British Executions

Partridge

Age: unknown

Sex: male

Crime: murder

Date Of Execution: 1 Jan 1680

Crime Location:

Execution Place: unknown

Method: hanging

Executioner: unknown

Source: http://www.capitalpunishmentuk.org/ely.html

A Yorkshire man committed a murder and robbery at Monkfield, a lone farm about a mile away, belonging to a family called Partridge.  He then went abroad.  Returning, unrecognised, after a number of years he made some reference to plundering a nest of partridges and leaving for fear of the gamekeepers.

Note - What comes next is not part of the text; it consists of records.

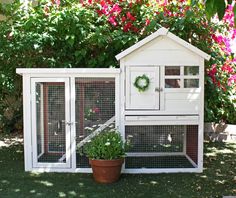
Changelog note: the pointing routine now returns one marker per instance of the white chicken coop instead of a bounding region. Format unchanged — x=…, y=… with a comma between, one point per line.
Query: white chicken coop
x=156, y=98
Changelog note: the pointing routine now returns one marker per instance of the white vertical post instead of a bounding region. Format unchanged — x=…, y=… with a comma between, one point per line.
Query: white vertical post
x=27, y=122
x=122, y=101
x=117, y=101
x=73, y=126
x=67, y=119
x=201, y=116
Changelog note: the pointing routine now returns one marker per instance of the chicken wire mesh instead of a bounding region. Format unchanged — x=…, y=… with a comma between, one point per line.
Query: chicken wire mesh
x=95, y=105
x=173, y=146
x=50, y=121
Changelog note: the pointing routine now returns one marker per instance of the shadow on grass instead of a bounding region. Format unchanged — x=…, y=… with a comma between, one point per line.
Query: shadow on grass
x=218, y=179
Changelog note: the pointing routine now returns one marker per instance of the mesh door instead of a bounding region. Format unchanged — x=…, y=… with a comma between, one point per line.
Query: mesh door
x=166, y=146
x=50, y=122
x=95, y=105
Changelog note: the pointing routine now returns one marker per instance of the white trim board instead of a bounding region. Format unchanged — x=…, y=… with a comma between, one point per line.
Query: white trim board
x=163, y=32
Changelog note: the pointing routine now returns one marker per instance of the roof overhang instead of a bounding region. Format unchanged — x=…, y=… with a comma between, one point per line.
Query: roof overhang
x=163, y=32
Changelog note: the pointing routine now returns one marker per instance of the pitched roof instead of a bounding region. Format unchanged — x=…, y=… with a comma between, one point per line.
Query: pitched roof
x=163, y=32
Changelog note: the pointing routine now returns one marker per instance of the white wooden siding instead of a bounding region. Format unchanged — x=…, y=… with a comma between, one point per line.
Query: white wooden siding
x=162, y=51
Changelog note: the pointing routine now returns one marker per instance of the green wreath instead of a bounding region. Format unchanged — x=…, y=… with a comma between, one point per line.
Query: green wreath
x=142, y=83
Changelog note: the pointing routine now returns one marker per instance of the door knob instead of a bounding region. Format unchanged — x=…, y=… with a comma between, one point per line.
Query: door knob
x=157, y=89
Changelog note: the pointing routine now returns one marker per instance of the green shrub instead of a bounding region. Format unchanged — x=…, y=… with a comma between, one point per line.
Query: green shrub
x=107, y=145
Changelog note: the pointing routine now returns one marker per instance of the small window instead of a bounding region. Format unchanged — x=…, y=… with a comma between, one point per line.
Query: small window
x=191, y=83
x=172, y=71
x=191, y=70
x=172, y=83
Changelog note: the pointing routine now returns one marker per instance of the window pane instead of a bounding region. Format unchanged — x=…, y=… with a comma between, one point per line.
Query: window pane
x=172, y=71
x=172, y=83
x=191, y=83
x=191, y=70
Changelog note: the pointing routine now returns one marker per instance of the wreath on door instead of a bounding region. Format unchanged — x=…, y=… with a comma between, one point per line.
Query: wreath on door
x=142, y=83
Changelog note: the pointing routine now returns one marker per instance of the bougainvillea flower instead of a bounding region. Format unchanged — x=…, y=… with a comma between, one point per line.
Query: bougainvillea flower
x=116, y=8
x=227, y=68
x=112, y=20
x=130, y=16
x=232, y=79
x=147, y=22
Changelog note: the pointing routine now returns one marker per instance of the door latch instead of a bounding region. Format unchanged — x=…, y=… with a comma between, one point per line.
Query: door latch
x=157, y=89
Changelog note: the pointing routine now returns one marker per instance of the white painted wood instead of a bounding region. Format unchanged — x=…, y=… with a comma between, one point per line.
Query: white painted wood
x=142, y=100
x=162, y=32
x=182, y=106
x=67, y=71
x=27, y=123
x=182, y=96
x=160, y=122
x=117, y=102
x=73, y=126
x=122, y=102
x=201, y=121
x=162, y=87
x=162, y=57
x=41, y=121
x=37, y=164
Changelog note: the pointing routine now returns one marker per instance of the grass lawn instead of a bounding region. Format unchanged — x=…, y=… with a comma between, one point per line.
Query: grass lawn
x=217, y=180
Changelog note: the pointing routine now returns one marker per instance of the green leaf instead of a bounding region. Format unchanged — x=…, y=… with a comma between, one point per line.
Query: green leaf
x=220, y=6
x=211, y=8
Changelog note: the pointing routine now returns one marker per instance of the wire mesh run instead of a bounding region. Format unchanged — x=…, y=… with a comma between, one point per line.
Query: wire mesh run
x=164, y=146
x=50, y=121
x=95, y=105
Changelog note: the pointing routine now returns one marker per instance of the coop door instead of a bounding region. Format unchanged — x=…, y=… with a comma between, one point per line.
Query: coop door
x=50, y=122
x=137, y=99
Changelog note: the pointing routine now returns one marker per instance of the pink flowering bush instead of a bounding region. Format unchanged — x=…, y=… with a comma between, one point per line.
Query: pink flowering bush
x=89, y=33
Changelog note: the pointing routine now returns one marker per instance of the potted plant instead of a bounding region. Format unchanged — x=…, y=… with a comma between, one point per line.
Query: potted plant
x=106, y=153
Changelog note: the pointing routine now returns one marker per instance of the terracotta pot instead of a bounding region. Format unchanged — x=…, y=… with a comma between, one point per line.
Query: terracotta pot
x=106, y=171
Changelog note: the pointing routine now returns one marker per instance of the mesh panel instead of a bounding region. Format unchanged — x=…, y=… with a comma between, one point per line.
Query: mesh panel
x=50, y=110
x=156, y=138
x=173, y=146
x=95, y=105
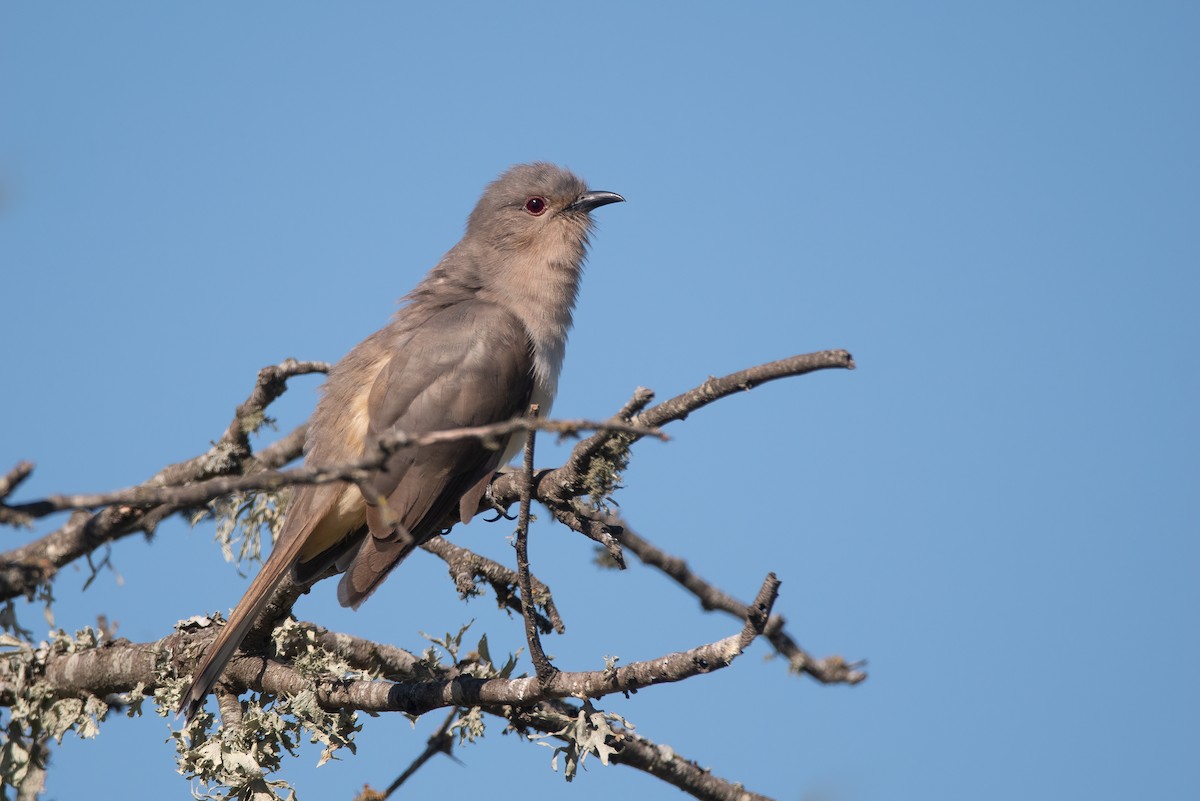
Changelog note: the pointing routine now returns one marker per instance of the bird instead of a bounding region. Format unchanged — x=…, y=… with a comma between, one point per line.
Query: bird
x=478, y=341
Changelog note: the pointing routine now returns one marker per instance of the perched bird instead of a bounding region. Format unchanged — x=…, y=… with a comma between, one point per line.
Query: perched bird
x=479, y=339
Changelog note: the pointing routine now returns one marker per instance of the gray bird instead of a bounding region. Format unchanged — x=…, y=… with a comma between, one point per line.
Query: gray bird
x=479, y=339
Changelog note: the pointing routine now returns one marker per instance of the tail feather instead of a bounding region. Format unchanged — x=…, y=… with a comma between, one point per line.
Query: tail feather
x=307, y=509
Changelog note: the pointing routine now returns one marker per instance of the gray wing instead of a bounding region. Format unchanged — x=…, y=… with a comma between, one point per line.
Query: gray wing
x=467, y=365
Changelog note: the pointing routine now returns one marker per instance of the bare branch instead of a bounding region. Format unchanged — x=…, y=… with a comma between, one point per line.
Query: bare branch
x=832, y=669
x=439, y=742
x=466, y=565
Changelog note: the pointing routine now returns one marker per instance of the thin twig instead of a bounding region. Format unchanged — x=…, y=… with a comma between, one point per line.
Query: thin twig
x=439, y=742
x=540, y=662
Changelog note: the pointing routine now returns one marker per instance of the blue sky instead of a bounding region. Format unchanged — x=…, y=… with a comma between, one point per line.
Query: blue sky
x=994, y=206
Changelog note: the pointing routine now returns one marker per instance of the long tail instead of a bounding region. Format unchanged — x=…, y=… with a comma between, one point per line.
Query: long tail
x=306, y=511
x=244, y=616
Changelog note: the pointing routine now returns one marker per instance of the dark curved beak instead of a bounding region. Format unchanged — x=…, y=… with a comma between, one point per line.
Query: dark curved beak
x=589, y=200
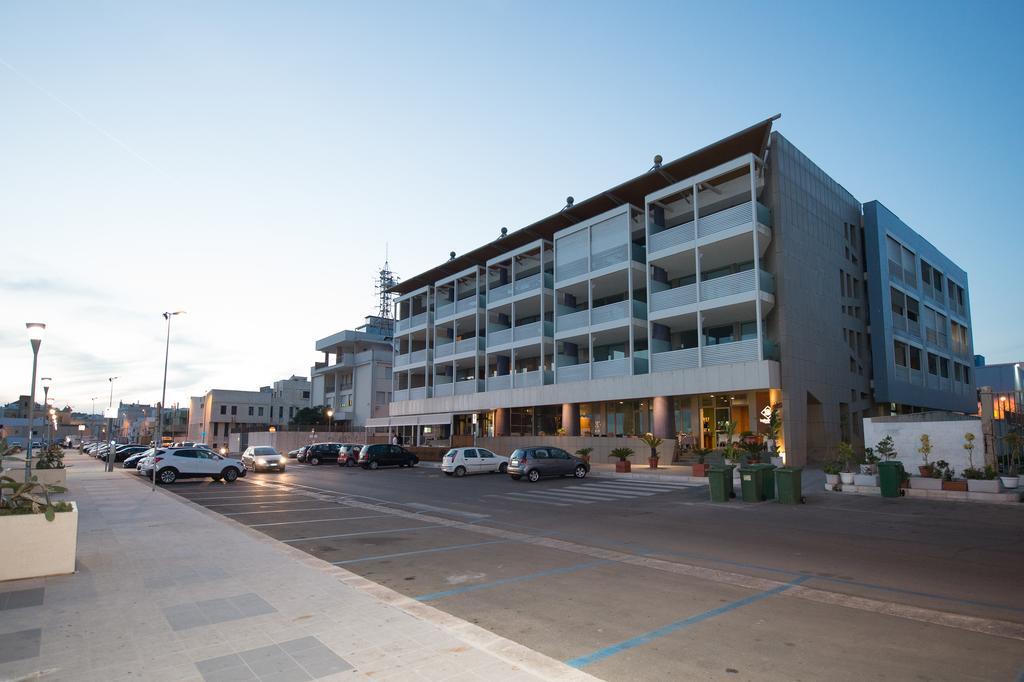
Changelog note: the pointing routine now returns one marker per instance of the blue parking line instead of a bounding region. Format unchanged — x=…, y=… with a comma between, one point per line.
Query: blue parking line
x=600, y=654
x=509, y=581
x=415, y=552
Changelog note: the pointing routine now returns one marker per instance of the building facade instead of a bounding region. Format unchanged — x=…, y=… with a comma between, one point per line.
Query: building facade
x=354, y=377
x=213, y=417
x=697, y=294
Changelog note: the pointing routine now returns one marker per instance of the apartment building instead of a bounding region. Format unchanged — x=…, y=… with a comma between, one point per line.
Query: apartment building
x=213, y=417
x=354, y=377
x=704, y=291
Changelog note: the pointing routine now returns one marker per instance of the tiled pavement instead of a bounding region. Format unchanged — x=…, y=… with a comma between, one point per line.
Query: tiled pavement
x=164, y=591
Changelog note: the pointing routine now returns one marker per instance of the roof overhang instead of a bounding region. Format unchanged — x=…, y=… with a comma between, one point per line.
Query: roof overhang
x=750, y=140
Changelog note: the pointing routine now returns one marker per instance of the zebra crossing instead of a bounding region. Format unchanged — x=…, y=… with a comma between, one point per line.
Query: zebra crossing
x=596, y=491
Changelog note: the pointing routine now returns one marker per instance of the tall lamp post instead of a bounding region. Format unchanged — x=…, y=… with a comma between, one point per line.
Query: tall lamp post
x=163, y=396
x=36, y=332
x=110, y=428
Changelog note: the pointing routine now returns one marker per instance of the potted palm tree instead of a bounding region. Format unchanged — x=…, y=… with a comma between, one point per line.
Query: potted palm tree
x=623, y=455
x=1014, y=442
x=651, y=441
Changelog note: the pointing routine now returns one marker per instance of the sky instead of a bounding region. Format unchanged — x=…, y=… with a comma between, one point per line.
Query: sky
x=252, y=163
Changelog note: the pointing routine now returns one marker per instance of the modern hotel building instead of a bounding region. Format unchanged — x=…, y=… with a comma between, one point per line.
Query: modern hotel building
x=702, y=291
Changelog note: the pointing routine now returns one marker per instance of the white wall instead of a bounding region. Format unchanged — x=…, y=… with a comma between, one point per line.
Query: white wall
x=946, y=437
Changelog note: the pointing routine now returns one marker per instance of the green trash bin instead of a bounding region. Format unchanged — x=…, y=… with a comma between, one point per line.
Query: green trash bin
x=769, y=480
x=752, y=482
x=790, y=484
x=890, y=476
x=720, y=482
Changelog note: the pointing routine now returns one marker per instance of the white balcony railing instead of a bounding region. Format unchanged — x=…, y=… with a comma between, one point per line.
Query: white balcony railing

He was taken before a magistrate and confessing his crime was sentenced to be hanged alive in chains at the cross roads.  There is no indication of the period of this crime. (Leaflets of Local Lore.)  Again no reference in 18th Century Assizes records.  It may be an account of the 1680’s murder - though that has no reference to a period of years elapsing between crime and punishment

Joyce Brown reports it as “One of the  best-known stories connected with the gibbet concerns a murder in the early 1700’s of a man called Partridge, probably from Bourn.  The crime took place in Monk’s Field and the culprit escaped to America.  Some years later he returned and boasted in a Caxton Inn about his crime.  He was arrested, tried, convicted and hung alive in a cage suspended from the gibbet to die of starvation.  Legend also has it that a local baker took pity on him and gave him some bread, for which he also suffered the same fate.”